Specific drugs and herbs to be avoided (this list is not comprehensive, buy may answer some specific questions):

  • Actifed
  • Amantadine hydrochloride (Symmetrel)
  • Amoxapine (Asendin)
  • Benadryl
  • Benylin
  • Bupropion (Wellbutrin)
  • Buspirone (BuSpar)
  • Carbamazepine (Tegretol, Epitol)
  • Chlor-Trimeton
  • Clomipramine (Anafranil)
  • Cocaine
  • Cyclobenzaprine (Flexeril)
  • Cyclizine (Marezine)
  • Desipramine (Pertofrane)
  • Dextromethorphan (DXM)
  • Disopyramide (Norpace)
  • Doxepin (Sinequan)
  • Ephedra
  • Ephedrine
  • Flavoxate Hydrochloride (Urispas)
  • Fluoxetine (Prozac)
  • Ginseng
  • Imipramine (Tofranil)
  • Isocarboxazid (Marplan)
  • Kava
  • Levodopa (Dopar, Larodopa)
  • Loratadine (Claritin)
  • Maprotiline (Ludiomil)
  • Meperidine (Demerol)
  • Methylphenidate (Ritalin)
  • Nortriptyline (Aventyl)
  • Oxybutynin chloride (Ditropan)
  • Orphenadrine (Norflex)
  • Parnate
  • Paroxetine (Paxil)
  • Phenergen
  • Phenelzine (Nardil)
  • Procainamide (Pronestyl)
  • Protriptyline (Vivactil)
  • Pseudoephedrine
  • Quinidine (Quinidex)
  • Salbutamol
  • Salmeterol
  • Selegiline (Eldepryl)
  • Sertraline (Zoloft)
  • Sinicuichi
  • St John's Wort
  • Tegretol
  • Temaril
  • Tranylcypromine (Parnate)
  • Tricyclic antidepressants (Amitriptyline, Elavil)
  • Trimipramine (Surmontil)
  • Yohimbine

Is an Ayahuasca diet necessary for microdosing?

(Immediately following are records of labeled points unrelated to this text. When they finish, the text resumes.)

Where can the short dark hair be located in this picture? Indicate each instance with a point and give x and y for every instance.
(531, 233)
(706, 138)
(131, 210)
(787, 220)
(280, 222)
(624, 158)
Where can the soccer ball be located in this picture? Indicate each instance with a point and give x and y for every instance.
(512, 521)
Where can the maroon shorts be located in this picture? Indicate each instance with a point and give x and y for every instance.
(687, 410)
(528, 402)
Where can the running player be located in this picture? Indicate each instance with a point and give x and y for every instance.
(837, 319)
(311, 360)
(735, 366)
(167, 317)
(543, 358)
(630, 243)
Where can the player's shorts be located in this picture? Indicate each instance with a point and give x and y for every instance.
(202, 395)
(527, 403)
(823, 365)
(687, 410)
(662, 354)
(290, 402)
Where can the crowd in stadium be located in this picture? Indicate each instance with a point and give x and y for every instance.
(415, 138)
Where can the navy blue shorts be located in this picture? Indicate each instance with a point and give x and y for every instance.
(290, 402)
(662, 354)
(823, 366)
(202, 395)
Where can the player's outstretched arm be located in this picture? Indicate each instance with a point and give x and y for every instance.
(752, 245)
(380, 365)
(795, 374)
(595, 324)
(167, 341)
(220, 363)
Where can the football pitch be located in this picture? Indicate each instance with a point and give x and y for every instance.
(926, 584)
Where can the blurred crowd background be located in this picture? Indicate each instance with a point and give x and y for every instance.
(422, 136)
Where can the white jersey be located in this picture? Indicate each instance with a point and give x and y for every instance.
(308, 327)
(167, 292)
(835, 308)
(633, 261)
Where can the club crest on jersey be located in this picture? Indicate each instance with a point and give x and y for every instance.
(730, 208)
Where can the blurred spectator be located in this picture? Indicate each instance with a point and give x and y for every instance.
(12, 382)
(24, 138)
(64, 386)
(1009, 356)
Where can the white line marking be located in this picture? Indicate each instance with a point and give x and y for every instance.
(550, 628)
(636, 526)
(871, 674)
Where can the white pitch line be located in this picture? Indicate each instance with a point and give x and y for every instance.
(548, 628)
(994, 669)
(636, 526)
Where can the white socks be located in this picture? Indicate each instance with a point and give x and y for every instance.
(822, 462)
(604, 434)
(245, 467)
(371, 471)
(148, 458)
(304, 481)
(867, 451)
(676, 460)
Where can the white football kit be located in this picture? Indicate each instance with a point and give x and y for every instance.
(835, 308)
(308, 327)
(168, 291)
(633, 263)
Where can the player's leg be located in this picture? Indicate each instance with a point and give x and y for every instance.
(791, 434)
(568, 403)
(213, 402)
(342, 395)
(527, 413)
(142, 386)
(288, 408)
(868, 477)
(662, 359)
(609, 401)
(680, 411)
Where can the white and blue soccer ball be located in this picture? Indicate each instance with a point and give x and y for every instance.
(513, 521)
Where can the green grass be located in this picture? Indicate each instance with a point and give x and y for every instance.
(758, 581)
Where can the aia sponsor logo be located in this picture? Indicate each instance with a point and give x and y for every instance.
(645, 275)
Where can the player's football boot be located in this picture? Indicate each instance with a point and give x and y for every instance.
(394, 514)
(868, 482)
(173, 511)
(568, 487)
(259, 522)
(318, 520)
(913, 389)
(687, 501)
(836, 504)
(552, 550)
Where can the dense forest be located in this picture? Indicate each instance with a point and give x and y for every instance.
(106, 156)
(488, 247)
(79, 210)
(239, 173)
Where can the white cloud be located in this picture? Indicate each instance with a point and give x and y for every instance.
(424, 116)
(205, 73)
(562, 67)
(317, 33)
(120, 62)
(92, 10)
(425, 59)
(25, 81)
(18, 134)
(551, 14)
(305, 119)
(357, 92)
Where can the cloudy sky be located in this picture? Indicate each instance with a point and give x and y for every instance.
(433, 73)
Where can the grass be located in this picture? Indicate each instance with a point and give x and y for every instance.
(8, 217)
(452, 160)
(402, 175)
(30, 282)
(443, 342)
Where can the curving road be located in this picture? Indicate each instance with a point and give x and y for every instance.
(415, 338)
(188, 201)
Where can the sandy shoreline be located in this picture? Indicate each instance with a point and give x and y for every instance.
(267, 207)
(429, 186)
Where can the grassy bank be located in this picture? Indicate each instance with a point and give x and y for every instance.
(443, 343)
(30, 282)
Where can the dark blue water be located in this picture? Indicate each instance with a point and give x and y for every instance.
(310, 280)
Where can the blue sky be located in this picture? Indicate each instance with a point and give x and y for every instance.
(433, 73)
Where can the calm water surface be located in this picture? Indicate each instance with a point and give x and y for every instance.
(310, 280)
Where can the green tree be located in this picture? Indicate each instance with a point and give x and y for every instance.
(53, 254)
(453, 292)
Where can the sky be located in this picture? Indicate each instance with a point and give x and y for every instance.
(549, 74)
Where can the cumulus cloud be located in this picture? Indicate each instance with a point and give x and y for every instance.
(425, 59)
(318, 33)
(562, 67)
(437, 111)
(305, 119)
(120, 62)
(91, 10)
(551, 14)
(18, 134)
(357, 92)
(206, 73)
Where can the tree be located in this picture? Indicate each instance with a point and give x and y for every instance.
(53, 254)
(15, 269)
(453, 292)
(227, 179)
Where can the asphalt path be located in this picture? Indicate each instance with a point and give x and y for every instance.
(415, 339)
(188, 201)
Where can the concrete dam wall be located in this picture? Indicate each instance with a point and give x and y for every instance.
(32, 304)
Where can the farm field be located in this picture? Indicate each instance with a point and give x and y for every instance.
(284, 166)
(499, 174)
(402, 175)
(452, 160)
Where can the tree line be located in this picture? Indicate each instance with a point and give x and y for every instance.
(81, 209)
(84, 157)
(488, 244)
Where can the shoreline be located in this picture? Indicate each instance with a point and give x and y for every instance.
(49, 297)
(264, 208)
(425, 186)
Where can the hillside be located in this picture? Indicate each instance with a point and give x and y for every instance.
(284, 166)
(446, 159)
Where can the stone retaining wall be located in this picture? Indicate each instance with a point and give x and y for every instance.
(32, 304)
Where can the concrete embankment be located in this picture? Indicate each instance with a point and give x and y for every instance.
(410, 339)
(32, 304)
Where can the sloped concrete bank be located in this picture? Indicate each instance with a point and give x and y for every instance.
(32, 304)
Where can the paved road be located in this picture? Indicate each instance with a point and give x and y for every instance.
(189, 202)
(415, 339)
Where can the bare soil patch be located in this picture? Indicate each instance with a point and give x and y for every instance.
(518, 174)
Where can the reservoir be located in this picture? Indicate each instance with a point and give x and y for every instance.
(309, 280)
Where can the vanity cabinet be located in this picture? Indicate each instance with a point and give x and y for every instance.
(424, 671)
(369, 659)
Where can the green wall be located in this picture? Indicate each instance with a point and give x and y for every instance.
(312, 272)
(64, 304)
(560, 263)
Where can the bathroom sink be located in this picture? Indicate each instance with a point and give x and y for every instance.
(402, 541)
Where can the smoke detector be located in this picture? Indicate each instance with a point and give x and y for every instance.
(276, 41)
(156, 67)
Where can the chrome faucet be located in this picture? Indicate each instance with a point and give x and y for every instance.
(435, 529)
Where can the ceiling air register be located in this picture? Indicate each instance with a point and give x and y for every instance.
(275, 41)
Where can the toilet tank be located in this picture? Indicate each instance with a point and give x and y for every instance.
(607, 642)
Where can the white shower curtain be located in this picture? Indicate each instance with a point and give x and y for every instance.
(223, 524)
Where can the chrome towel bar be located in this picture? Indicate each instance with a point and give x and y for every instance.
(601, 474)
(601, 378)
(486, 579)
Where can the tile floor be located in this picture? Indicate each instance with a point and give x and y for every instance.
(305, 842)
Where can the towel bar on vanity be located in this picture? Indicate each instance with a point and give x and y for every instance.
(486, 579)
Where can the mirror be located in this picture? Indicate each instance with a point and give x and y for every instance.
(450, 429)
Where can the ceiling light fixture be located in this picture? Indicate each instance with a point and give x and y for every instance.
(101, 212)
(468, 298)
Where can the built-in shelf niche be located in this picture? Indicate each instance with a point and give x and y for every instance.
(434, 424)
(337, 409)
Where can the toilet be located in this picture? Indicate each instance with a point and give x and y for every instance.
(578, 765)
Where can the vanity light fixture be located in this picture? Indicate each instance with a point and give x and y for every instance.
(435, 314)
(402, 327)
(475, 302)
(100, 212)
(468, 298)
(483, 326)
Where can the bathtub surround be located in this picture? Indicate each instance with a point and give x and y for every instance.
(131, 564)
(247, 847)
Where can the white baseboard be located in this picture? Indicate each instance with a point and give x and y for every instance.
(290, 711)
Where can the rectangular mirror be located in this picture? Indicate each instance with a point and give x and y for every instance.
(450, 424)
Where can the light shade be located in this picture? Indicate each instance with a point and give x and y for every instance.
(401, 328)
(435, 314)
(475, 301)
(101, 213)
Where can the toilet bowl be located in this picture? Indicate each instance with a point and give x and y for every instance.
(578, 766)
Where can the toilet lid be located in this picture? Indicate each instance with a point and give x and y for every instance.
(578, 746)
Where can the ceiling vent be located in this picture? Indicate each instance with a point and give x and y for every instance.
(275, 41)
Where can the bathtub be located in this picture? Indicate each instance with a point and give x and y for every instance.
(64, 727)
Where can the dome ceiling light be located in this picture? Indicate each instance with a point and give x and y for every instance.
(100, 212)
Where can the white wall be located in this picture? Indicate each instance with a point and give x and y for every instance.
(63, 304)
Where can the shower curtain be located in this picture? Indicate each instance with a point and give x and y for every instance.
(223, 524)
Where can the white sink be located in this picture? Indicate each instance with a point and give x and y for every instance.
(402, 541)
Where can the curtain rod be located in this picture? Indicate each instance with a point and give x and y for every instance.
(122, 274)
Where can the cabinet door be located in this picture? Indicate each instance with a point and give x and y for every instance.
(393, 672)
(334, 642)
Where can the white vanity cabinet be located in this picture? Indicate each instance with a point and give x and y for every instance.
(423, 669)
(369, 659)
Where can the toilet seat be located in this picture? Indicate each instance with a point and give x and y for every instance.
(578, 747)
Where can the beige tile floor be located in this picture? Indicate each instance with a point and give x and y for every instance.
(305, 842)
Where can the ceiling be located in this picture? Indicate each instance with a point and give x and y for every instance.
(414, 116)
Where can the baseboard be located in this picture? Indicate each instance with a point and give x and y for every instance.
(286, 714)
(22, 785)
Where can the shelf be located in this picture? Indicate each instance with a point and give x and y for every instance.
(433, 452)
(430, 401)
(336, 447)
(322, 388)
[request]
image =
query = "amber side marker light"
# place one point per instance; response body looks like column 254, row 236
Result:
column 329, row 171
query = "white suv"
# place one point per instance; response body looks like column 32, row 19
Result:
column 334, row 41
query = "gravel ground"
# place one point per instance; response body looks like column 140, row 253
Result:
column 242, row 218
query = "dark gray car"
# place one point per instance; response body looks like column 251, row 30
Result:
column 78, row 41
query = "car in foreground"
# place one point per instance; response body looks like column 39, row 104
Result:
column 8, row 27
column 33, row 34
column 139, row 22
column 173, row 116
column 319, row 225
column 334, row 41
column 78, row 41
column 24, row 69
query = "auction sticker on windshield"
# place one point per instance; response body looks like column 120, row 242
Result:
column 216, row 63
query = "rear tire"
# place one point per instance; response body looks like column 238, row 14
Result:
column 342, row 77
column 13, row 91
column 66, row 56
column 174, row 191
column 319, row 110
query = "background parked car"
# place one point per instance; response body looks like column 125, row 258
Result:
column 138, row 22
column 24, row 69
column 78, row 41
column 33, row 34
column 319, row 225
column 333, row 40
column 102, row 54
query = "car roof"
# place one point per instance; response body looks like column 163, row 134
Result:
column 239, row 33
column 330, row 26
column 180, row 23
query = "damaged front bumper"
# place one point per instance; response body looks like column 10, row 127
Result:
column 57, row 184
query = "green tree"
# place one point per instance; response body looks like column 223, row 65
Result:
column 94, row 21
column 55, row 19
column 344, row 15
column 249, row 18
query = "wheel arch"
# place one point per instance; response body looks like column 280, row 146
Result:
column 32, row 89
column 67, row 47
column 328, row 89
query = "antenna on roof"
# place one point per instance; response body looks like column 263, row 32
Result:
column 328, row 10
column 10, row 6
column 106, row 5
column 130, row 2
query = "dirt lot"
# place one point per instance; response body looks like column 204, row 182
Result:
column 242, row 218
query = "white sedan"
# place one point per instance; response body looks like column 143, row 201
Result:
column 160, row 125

Taking microdoses of B. caapi probably doesn’t require you to maintain a strict Ayahuasca diet, since the levels are so low that there’s a very minimal risk of the hypertensive crisis that the diet aims to prevent. But if you want to follow the dietary guidelines usually recommended for an Ayahuasca dieta, it might help get you into the spirit of it. Even though microdosing shouldn’t warrant a full Ayahuasca diet, some dietary precautions are advised, as there are foods that can be dangerous in combination with MAOIs. Specifically avoid aged cheeses, cured meats, soy sauce, fermented foods (like tofu), pickled vegetables, spicy foods, alcohol in general (especially red wine), aspartame, and large amounts of dark chocolate. Some people are much more sensitive to the beta carbolines in micro dosing pure vine only. If, after micro dosing, you begin to feel anxiety, take a look at the foods you are eating, avoid foods that contain Tyramine such as fermented foods, red wine, etc.